BELFAST, Maine — Belfast’s new park — the green that extends along the north side of Main Street between the Northern Lights Gallery and Front Street — is in need of a name, according to Breanna Pinkham Bebb, executive director of Our Town Belfast.

The Belfast City Council decided at the end of November to extend the deadline to submit a name until 5 p.m. Friday, Dec. 5.

Pinkham Bebb said councilors were lukewarm about the top three choices that emerged from an earlier online poll — Puddledock Park, Park on Main and Passy Park.
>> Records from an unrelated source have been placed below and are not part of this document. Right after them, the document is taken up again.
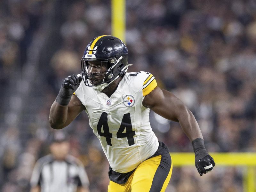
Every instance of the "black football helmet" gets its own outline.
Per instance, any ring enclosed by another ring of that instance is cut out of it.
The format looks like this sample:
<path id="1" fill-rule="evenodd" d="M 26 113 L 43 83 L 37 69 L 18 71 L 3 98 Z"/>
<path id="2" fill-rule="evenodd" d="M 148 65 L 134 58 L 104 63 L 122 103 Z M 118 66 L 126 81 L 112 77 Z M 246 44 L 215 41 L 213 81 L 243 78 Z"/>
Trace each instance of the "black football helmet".
<path id="1" fill-rule="evenodd" d="M 100 61 L 100 72 L 89 73 L 89 61 Z M 103 64 L 106 70 L 101 71 Z M 127 71 L 128 50 L 124 43 L 118 38 L 110 35 L 102 35 L 95 38 L 87 45 L 81 60 L 82 74 L 87 86 L 93 86 L 95 90 L 102 91 Z M 92 83 L 89 78 L 104 76 L 102 82 Z"/>

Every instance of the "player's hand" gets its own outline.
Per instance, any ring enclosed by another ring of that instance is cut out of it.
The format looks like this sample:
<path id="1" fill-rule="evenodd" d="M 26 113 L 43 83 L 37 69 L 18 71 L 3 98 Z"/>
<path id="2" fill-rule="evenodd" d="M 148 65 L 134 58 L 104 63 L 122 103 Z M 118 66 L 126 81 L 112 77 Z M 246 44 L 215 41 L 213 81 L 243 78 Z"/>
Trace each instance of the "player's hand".
<path id="1" fill-rule="evenodd" d="M 209 154 L 201 159 L 198 159 L 196 156 L 195 157 L 195 164 L 197 171 L 200 176 L 203 174 L 212 171 L 215 166 L 215 162 L 213 158 Z"/>
<path id="2" fill-rule="evenodd" d="M 195 164 L 201 176 L 212 171 L 215 166 L 213 158 L 207 152 L 204 140 L 197 138 L 192 142 L 195 152 Z"/>
<path id="3" fill-rule="evenodd" d="M 76 75 L 70 75 L 65 79 L 56 98 L 56 102 L 61 105 L 68 105 L 72 95 L 79 87 L 82 79 L 82 77 L 77 77 Z"/>
<path id="4" fill-rule="evenodd" d="M 64 80 L 62 86 L 68 91 L 66 92 L 67 94 L 72 95 L 77 89 L 82 80 L 81 76 L 77 77 L 76 75 L 70 75 Z"/>

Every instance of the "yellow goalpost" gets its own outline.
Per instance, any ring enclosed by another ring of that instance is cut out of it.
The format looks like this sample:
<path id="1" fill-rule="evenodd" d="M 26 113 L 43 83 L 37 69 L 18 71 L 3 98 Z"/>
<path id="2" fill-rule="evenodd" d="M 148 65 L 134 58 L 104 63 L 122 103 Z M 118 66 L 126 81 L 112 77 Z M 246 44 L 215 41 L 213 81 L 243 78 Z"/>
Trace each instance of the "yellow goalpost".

Puddledock, the number one choice, is the historic name for the area of Front Street that now includes the Front Street Shipyard.

“The council seemed a little uninspired and thought it would be a nice opportunity for more public input,” Pinkham Bebb said Wednesday. “The councilors said they’ll give preference to a historically significant name.”

By Wednesday, Our Town Belfast, the Main Street organization that aims to help support the city’s downtown, had received 110 entries. That’s a good thing, according to Pinkham Bebb, who said her organization would like to draw more people to the green space along the hill that connects two disparate districts — the Belfast Harbor Walk and the shops and restaurants along Main Street. The upper portion of the park is a rough square that is less than a fifth of an acre in size. Then it continues as a paved walkway that runs down the hill to Front Street.

“We want to do more to make it lovely,” she said.

With the help of a $15,000 grant that Our Town Belfast won a year ago from the Elmina B. Sewall Foundation and a $5,000 gift from Rollie’s Bar & Grill, the organization so far has installed a 150-foot long granite-and-wrought-iron handrail to help people get up and down the hill. The money also has paid for two rustic granite seats and for more landscaping, which has included the removal of invasive and weedy plants and a diseased Norway maple tree. In the spring, Our Town Belfast will put in new plants to screen the chain-link fence that separates the park corridor from the city’s water treatment facility.

“The idea is that it will be beautiful and easy to maintain, with almost 100 percent native plants,” Pinkham Bebb said of the new landscaping.

She said people who would like to submit a name for the park can do so in person at the High Street entrance of Belfast City Hall, or online at The person who submits the winning name will receive a framed collage of Belfast and a T-shirt.